A hurricane is a swirling storm measuring 60-1,000 miles in diameter that forms over warm ocean waters. Hurricanes start life as a cluster of strong thunderstorms moving across the ocean, called a tropical disturbance or tropical wave. Atmospheric conditions must be just right to turn a tropical wave into a hurricane less than 5% of them ever become full-blown hurricanes.
A tropical wave that begins spinning around a center of low pressure is called a tropical depression. Tropical depressions have maximum sustained wind speeds of less than 40 mph at the ocean's surface. When the maximum winds reach 40 mph or greater, the storm changes into a tropical storm, and it's given a name. Once the maximum winds reach 74 mph or greater, the storm becomes a hurricane.
Each hurricane has an eye of calm winds and low pressure, surrounded by an eyewall of intense thunderstorms with high winds and heavy rain.

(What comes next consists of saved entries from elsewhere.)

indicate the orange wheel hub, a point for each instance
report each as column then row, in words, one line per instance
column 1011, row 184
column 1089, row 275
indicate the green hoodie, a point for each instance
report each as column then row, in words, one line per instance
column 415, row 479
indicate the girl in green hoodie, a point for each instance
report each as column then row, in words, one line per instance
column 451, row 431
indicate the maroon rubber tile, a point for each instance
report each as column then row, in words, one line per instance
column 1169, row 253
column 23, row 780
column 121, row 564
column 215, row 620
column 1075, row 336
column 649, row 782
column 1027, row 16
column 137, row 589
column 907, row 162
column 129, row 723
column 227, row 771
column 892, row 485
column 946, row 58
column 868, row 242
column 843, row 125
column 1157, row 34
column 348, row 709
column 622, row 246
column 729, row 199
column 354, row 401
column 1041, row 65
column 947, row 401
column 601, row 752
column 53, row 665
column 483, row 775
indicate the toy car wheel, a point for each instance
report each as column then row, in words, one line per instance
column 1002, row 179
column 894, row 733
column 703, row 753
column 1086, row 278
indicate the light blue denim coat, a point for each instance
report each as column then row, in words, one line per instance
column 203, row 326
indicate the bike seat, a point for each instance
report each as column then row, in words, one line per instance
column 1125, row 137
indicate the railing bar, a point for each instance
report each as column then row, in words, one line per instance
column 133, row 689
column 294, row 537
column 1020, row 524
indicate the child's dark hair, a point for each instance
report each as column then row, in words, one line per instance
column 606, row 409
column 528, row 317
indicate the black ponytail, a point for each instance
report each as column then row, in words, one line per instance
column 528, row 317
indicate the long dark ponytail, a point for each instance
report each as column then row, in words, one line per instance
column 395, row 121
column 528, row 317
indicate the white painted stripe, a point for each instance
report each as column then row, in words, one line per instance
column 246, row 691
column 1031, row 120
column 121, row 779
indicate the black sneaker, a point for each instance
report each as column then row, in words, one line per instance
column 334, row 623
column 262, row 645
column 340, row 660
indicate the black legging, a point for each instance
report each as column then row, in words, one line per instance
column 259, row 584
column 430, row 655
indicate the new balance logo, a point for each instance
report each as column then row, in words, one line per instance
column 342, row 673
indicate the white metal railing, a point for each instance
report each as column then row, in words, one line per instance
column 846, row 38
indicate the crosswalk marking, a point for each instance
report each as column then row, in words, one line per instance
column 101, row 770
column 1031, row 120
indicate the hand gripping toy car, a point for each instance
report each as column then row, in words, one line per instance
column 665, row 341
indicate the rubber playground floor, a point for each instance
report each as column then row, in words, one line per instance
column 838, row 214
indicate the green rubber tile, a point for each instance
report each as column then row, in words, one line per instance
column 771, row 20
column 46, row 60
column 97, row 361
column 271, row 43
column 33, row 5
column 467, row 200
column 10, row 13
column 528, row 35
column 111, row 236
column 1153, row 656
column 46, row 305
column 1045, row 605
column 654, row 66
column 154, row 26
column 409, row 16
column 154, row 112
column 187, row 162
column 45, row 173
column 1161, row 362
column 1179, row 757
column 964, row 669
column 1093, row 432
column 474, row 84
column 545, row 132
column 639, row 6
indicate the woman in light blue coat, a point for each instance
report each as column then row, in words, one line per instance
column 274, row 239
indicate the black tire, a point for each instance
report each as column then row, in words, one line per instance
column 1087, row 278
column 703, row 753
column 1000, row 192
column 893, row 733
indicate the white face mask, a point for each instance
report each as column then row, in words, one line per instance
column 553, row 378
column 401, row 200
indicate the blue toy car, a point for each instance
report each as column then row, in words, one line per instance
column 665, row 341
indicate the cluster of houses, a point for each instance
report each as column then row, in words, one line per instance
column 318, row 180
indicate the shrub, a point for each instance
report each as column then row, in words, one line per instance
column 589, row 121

Spiral bands of intense thunderstorms spiral into the eyewall of the hurricane from the outer parts of the storm.
The generic name for a hurricane is tropical cyclone. These storms are called typhoons when they occur in the western Pacific Ocean, and cyclones in the Indian and southern Pacific Oceans.
Most hurricanes happen between June 1 and November 30. Warmer water temperatures are one reason there are more hurricanes in the summer.